Sir

The recent report in this journal of a decrease in [3H]pirenzepine binding in Brodmann's area (BA) 24 from subjects with schizophrenia (Zavitsanou et al, 2004) adds to a growing body of evidence that implicates muscarinic receptors in the pathology of schizophrenia (Dean et al, 2003). The significance of these most recent data on [3H]pirenzepine binding is that they show that changes in M1/M4 receptors have some diagnostic specificity as they are not present in bipolar disorder or major depression.

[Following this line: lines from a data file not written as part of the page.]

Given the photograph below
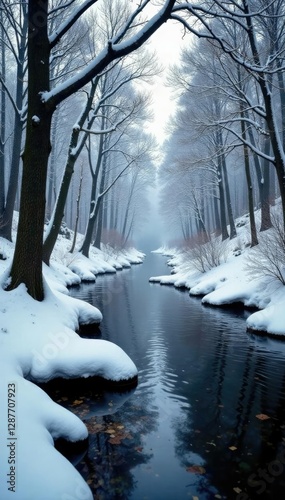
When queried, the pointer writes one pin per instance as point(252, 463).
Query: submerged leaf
point(196, 469)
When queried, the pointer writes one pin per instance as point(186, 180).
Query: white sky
point(167, 42)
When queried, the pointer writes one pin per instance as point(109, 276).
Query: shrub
point(205, 255)
point(268, 258)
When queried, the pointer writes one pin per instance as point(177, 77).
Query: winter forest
point(95, 356)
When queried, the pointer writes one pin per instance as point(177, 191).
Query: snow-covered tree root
point(230, 285)
point(38, 343)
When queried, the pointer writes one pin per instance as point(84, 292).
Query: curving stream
point(190, 429)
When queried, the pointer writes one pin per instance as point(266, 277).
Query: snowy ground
point(230, 283)
point(38, 341)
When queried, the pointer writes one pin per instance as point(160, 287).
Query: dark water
point(190, 429)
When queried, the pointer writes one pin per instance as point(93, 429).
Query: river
point(197, 424)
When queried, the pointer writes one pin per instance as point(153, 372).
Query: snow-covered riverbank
point(39, 342)
point(231, 283)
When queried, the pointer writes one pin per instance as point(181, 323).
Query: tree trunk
point(253, 232)
point(2, 123)
point(224, 228)
point(265, 191)
point(233, 232)
point(27, 261)
point(74, 150)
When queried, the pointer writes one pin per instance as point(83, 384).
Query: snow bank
point(38, 342)
point(230, 284)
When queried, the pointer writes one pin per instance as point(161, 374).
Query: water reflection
point(190, 429)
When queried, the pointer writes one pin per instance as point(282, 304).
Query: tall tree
point(27, 262)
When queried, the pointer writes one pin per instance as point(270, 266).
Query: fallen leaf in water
point(262, 416)
point(196, 469)
point(237, 490)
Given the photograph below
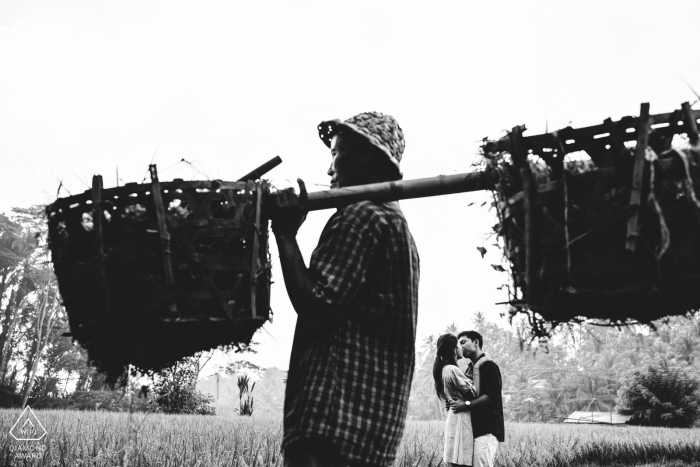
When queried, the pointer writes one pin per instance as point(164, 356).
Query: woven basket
point(615, 237)
point(151, 273)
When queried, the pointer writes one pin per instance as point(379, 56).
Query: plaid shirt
point(353, 354)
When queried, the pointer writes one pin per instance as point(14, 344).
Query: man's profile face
point(469, 348)
point(345, 169)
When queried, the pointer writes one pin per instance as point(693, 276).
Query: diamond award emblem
point(28, 427)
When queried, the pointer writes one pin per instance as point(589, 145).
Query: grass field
point(111, 439)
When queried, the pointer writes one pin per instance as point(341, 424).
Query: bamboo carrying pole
point(394, 191)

Studies of muscarinic receptors in schizophrenia have advanced to allow interpretation of [3H]pirenzepine binding to go beyond simple commentary on changes in M1/M4 receptors in schizophrenia. Of significance to findings on cortical [3H]pirenzepine binding are recent data showing that a decrease in binding of that radioligand in BA 9 from subjects with schizophrenia was associated with a decrease in M1, but not M4, receptor protein and mRNA (Dean et al, 2002). It is therefore intriguing to postulate that decreased [3H]pirenzepine binding in the cortex from subjects with schizophrenia is reflective of widespread decreases in levels of M1 receptors. This hypothesis is supported by a study that has shown a decrease in mRNA for the M1 receptor in BA 6 from subjects with schizophrenia (Mancama et al, 2003).

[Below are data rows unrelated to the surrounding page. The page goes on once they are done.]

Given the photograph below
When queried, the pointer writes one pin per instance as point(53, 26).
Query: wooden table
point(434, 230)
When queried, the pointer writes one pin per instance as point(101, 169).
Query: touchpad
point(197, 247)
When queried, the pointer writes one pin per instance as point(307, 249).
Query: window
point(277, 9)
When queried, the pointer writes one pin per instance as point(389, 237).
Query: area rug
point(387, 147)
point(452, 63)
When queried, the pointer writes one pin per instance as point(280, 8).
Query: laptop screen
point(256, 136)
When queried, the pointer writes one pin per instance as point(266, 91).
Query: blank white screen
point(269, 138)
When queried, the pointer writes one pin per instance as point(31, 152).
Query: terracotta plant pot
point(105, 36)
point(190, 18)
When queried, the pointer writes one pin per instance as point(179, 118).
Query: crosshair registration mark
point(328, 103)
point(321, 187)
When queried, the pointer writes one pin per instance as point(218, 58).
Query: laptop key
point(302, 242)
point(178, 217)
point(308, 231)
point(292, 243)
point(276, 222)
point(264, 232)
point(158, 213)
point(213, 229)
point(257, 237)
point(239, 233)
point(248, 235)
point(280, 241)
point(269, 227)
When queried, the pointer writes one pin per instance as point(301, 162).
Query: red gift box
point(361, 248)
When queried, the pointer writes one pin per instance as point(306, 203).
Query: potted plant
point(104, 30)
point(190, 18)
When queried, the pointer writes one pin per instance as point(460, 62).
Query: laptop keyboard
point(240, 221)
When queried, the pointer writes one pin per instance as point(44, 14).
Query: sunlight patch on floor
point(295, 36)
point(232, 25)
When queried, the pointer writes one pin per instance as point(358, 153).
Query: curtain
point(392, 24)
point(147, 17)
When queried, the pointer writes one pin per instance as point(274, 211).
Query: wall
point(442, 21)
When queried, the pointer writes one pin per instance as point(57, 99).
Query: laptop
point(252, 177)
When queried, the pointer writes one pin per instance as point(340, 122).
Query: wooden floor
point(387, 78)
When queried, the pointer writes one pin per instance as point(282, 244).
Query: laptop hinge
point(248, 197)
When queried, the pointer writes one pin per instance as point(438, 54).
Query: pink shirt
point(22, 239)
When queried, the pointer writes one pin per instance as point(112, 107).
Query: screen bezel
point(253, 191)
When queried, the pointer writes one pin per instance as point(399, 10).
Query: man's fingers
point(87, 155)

One of the problems in post-mortem CNS studies in schizophrenia is translating findings on changes in receptor densities to functional outcomes relating to the symptoms of the disorder. In the case of the M1 receptor, it is significant that one of the prominent features of M1 receptor knockout mice is that they show abnormalities in cognitive-related behavior (Anagnostaras et al, 2003). This suggests that the M1 receptor has a significant role in maintaining normal cognitive function; this is especially significant given that subjects with schizophrenia have cognitive deficits (Pantelis et al, 1999) and low levels of cortical M1 receptors (Dean et al, 2002). The hypothesis that deficits in cortical M1 receptors may be related to cognitive deficits in schizophrenia has been further advanced by a recent study that showed that a C267C genotype at a A276C single-nucleotide polymorphism in the M1 receptor gene was associated with poor cognitive function in subjects with schizophrenia (Liao et al, 2003). Importantly, the C267C genotype was not associated with either schizophrenia or the severity of positive and negative symptoms. It would therefore seem that the M1 receptor is likely to play an important role in the genesis of cognitive deficits in schizophrenia.

Radioligands specific to the M1 receptor that can be used in neuroimaging have yet to be developed. However, a decrease in [3H]QNB binding to the global family of muscarinic receptors has been demonstrated in the prefrontal cortex, and other CNS regions, in drug-free subjects with schizophrenia using single photon emission tomography (Raedler et al, 2003). These data, plus data from post-mortem studies, strongly suggest there is a decrease in M1 receptors in the frontal cortex of subjects with schizophrenia, which could result in an underactivation of cholinergic pathways in the CNS of subjects with the disorder. It therefore seems logical that activation of the muscarinic/cholinergic pathways in the CNS would be an effective approach to reversing the cognitive deficits in schizophrenia. This approach is supported by recent studies using acetylcholinesterase inhibitors to increase acetylcholine levels in the CNS that have resulted in improved cognitive function in schizophrenia (Buchanan et al, 2003) and schizotypal personality disorder (Kirrane et al, 2001). Conversely, anticholinergic agents that block muscarinic receptors impair cognitive function in subjects with schizophrenia (Minzenberg et al, 2004). Thus, experimental neuropsychopharmacological and basic research findings support the hypothesis that activating muscarinic receptors will be a pharmacological intervention that will alleviate some of the cognitive deficits in schizophrenia. Moreover, post-mortem and genetic studies now suggest that activating the M1 receptor would be the preferred mechanism by which cognitive deficits could be reversed in schizophrenia. This hypothesis should soon be testable with the development of agonist with increasing specificity for specific members of the muscarinic receptor family (Cao et al, 2003).